Whatever he’s trying to tell us, one thing is clear: Even the most casual fans are under the impression that these minor gestures are supposed to mean something.
Many of us leer at him with a sort of embarrassed reverence, though fewer seem to notice or care that we are all, in turn, being likewise scrutinized by a giant crowned eye that has been projected onto the curtains behind the stage.
This classic design has been one of Dylan’s signature backdrops for years. The logo can also be found adorning baseball caps, T-shirts and stickers, all for sale just this side of the box office.
Those of us who think we ‘get it’ keep waiting to catch a glimpse of Emerson, Pharaoh and the $1 bill fighting for the rights to Dylan’s crown. The one girl who doesn’t is just hoping for one hell of an encore.
Sure enough, the band resurfaces to deliver a raucous, affirming rendition of ‘Like a Rolling Stone,’ and Dylan-apologists can once again defy anyone to listen to ‘Highway 61 Revisited’ and not want to spend at least one terribly uncomfortable, soul-searching night in that landscape, among those characters and surrounded by that desolate haze.
For those of you who haven’t heard it lately, Dylan’s voice has matured into an arresting artifact; doing the work of a documentarist and an instrument, it is at once penetrating, lyrical and seemingly in the act of breaking for the very last time, every time it’s used.
Take 1963’s ‘Masters of War,’ for example. It is among the most bitter of all Dylan’s songs, yet tonight we get from him an aged, Lear-like lamentation worthy of our collective suffering. Regardless of your politics,
there cannot help but come a moment when you feel as though the White House walls might rightly dissolve into sand beneath his feet, and that these past months might turn out to have been a dream.
You have to have been with these songs a long time to appreciate what Dylan’s doing with them tonight.

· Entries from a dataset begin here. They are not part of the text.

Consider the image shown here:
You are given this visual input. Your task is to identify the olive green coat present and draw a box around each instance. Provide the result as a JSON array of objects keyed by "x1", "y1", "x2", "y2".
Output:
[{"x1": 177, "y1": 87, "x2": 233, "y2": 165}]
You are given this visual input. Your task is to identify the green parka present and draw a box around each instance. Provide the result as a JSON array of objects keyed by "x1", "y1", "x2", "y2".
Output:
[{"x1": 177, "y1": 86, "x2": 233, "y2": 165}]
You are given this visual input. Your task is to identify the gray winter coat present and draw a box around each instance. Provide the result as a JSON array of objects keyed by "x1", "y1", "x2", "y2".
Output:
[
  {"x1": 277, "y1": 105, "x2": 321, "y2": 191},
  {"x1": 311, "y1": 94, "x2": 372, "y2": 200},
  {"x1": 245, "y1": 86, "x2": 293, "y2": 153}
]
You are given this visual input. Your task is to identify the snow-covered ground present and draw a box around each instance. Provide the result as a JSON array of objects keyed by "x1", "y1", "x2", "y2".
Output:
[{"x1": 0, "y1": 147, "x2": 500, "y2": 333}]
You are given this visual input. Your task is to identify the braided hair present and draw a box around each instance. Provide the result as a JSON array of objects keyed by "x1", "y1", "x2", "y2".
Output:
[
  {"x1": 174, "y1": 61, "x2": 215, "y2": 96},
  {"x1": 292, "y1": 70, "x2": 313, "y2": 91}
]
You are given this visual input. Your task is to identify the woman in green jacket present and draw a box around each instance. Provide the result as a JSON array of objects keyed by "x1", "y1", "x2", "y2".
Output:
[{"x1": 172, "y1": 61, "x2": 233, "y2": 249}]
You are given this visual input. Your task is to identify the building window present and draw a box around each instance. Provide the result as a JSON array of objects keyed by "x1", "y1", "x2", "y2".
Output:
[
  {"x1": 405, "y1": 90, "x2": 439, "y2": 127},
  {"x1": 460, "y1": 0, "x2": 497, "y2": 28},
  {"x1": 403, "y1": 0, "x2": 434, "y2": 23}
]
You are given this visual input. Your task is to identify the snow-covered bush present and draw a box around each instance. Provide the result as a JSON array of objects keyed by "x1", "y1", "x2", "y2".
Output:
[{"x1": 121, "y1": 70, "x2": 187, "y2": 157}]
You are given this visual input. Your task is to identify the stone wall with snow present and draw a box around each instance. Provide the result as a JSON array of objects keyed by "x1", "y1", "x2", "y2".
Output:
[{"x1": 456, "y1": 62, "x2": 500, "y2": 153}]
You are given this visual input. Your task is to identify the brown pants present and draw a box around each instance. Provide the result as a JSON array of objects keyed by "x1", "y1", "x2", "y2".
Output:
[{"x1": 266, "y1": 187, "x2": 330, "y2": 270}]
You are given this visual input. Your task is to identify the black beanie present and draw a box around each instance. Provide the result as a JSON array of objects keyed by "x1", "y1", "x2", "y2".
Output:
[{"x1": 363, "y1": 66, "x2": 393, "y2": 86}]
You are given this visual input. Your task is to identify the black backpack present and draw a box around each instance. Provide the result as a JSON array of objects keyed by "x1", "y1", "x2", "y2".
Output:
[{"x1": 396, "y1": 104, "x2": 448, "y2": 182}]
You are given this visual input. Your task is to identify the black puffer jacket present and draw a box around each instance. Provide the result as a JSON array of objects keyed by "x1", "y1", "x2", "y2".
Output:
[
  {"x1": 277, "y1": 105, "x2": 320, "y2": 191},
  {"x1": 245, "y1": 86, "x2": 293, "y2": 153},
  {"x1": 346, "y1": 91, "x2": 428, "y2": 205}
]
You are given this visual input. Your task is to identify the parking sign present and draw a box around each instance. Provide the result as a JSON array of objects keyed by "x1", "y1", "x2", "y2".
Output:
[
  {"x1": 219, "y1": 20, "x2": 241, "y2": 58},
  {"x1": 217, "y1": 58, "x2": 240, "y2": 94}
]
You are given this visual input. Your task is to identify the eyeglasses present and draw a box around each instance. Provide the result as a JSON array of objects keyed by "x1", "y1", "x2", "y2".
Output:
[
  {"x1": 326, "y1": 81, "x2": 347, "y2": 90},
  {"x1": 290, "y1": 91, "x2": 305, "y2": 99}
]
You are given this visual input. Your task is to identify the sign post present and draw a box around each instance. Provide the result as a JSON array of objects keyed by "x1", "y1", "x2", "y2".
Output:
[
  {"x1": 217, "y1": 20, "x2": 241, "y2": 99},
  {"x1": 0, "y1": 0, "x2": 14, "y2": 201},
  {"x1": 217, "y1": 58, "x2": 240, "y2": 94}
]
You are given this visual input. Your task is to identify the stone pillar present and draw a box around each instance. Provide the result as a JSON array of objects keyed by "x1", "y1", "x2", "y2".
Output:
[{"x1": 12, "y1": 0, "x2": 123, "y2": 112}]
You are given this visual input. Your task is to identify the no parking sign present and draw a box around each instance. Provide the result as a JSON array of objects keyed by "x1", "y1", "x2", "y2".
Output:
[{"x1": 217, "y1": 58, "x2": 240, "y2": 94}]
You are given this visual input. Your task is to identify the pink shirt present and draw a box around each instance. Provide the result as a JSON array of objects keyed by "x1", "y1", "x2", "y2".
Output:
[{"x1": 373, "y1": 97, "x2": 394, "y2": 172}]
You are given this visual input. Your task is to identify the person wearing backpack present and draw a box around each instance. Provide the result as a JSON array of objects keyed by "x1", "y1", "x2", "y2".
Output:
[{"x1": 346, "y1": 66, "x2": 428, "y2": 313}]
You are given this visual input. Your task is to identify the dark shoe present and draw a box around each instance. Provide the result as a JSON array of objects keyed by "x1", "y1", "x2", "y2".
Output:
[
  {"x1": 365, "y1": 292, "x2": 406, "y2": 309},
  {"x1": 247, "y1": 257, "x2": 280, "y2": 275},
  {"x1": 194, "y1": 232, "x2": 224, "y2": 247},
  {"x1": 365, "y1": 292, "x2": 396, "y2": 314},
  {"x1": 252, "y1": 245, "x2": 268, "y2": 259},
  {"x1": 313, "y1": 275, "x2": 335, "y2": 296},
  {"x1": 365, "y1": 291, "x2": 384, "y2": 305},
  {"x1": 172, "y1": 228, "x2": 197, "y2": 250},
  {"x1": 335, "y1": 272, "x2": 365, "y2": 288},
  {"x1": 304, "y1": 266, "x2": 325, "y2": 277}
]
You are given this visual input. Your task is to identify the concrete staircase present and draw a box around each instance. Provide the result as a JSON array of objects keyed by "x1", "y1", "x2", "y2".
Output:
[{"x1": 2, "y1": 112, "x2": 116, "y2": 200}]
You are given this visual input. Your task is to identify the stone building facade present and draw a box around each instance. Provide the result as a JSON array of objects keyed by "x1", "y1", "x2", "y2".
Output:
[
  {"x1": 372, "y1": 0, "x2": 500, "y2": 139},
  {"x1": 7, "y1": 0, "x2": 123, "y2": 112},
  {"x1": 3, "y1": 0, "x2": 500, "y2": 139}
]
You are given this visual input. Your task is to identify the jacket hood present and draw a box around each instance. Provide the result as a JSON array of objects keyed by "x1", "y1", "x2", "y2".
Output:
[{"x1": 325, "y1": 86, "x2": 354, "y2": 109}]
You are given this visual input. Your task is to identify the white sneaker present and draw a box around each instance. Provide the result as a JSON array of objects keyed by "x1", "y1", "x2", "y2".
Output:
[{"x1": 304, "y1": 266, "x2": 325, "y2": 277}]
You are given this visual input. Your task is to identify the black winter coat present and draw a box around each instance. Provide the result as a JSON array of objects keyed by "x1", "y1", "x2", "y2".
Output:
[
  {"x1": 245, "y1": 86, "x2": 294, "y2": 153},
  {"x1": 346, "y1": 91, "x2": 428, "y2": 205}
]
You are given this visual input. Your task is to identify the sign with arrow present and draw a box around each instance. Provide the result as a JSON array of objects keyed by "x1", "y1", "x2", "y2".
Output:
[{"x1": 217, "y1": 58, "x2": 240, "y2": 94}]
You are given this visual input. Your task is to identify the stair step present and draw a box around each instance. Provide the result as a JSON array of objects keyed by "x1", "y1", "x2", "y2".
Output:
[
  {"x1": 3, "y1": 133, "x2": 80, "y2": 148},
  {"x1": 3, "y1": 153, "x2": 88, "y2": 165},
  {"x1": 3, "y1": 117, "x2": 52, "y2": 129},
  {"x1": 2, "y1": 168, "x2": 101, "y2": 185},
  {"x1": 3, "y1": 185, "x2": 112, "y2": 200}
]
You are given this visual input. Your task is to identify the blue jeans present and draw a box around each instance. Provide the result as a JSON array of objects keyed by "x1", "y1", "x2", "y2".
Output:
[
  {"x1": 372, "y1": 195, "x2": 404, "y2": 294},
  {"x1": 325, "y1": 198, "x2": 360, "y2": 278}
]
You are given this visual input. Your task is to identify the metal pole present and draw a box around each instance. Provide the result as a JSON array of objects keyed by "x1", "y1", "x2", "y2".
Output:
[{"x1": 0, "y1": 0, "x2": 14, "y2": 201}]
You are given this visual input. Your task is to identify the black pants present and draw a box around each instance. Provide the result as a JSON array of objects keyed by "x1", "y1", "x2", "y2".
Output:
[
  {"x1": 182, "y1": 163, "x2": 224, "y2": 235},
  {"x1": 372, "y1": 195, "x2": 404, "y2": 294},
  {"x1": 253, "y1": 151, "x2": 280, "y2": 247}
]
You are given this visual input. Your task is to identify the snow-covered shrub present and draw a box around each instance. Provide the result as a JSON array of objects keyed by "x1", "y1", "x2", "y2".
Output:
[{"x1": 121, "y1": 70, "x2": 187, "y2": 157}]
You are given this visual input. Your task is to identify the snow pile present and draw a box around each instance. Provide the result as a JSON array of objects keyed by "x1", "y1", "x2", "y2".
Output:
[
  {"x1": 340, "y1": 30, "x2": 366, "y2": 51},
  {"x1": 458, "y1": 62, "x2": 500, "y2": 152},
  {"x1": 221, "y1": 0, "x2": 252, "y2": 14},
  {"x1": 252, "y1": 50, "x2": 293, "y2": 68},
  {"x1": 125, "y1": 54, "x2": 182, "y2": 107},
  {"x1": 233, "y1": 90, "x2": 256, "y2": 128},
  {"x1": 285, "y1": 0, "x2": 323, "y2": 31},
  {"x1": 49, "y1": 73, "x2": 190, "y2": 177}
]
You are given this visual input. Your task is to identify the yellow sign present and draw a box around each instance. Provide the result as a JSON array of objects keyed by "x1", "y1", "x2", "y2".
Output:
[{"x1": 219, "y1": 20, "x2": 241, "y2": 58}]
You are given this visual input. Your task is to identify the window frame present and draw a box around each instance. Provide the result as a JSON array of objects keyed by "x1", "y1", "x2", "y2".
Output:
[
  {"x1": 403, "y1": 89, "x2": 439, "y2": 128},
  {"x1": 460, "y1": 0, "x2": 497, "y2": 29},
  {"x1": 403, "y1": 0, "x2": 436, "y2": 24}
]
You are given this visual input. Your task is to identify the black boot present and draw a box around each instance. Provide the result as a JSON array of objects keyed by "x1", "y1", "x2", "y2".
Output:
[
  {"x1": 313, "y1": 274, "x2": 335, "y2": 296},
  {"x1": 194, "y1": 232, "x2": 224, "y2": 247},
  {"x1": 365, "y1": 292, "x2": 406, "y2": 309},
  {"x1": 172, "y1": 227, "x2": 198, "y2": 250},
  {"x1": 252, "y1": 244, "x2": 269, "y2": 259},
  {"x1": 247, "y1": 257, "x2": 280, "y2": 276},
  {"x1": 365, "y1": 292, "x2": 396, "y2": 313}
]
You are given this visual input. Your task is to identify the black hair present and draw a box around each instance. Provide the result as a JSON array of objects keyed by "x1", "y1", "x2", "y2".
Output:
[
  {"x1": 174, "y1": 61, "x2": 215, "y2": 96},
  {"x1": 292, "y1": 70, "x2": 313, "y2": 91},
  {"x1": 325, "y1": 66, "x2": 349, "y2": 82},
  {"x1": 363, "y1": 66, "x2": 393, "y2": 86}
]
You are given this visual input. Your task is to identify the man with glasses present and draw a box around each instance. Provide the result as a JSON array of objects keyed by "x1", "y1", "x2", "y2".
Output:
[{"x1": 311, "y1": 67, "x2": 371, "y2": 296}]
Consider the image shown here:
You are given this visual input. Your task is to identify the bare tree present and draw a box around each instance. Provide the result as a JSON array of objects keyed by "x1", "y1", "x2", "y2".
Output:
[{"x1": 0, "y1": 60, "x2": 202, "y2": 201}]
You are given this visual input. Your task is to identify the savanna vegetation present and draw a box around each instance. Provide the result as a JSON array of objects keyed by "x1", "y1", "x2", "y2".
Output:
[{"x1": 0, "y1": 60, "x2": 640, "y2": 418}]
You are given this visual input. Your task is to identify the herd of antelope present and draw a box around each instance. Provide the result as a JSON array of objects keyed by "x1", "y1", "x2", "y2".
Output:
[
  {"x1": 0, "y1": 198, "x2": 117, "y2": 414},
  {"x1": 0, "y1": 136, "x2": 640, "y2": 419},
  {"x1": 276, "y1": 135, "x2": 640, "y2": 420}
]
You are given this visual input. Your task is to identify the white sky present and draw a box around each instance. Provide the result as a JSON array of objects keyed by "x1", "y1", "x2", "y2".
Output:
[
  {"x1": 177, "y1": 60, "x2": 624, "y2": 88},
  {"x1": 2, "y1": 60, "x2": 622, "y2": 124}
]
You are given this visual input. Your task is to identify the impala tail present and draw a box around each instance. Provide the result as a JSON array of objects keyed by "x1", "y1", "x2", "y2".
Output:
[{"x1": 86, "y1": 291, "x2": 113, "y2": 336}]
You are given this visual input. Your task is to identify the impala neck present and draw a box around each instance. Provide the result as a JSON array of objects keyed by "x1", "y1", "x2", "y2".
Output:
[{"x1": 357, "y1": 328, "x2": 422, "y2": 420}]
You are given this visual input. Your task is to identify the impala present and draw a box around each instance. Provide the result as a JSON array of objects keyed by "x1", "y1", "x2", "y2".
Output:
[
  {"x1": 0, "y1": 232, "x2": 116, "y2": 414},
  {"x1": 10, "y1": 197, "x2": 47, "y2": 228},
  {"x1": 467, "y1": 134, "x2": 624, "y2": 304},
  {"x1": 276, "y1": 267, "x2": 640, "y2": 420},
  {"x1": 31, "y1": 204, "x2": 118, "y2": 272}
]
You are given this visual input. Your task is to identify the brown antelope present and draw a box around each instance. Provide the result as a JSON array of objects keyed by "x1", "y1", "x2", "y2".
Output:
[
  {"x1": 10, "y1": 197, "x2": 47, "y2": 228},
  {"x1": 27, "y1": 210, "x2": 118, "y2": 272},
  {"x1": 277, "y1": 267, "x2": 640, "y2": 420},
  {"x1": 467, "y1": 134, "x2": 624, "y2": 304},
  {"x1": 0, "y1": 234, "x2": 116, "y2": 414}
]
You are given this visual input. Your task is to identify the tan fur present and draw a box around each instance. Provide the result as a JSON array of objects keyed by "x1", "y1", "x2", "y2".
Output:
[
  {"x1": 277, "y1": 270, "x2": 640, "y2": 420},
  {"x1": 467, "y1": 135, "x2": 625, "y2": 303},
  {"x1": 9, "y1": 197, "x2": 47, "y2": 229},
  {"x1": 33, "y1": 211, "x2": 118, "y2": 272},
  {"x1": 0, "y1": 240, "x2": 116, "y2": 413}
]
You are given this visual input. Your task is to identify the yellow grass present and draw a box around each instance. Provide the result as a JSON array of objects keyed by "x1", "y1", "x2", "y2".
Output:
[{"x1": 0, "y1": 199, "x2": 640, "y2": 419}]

None of the songs sound the way you expect them to, unless you understand that he is constantly making them new.
Whether it’s the fourth or 40th time around, these are old blues, these are known tunes, and sometimes even Bob Dylan gets to steal from himself.
In ‘Floater (Too Much To Ask),’ Dylan finally gives up the ghost: ‘My grandmother could sew new dresses out of old cloth / I don’t know if [she] had any dreams or hopes.’
Tonight, his is likewise an act of continual refabrication absent of a clearly defined pattern.
The evening’s set list is an eclectic mix of the old and the new, as well as a sampling of many different genres. These songs cover a lot of terrain, from the opening 1969 Nashville Skyline ballad ‘To Be Alone With You,’ to the 2001 Alice in Wonderland-inspired, ‘Tweedle Dee and Tweedle Dum,’ to the 1981 spiritual ‘Every Grain of Sand.’
This last song best conveys the set’s overall tone. It finds Dylan in the continued act of confronting and accepting his essential loneliness and vulnerability as he sings, ‘In the broken mirror of innocence on each forgotten face / I hear the ancient footsteps like the motion of the sea. / Sometimes I turn, there’s someone there, / other times it’s only me.’
Dylan seems to have take
this lesson to heart. Earlier this month he released ‘Chronicles,’ the first volume of his
autobiography. He has been everywhere, met everyone, done everything and yet what’s most striking is the simple power of his
More than anything he actually says or does in ‘Chronicles,’ it is this enduring hunger to connect, though always from a safe distance, that lifts and moves you like a freight train.
Whether or not we realize it, this is why most of us are here. So that when Dylan lifts his arms into the air near the end of the show like some mock angel dressed in black, it is the fact of this modest gesture, and not the nothingness it reveals, that will survive the evening’s passing.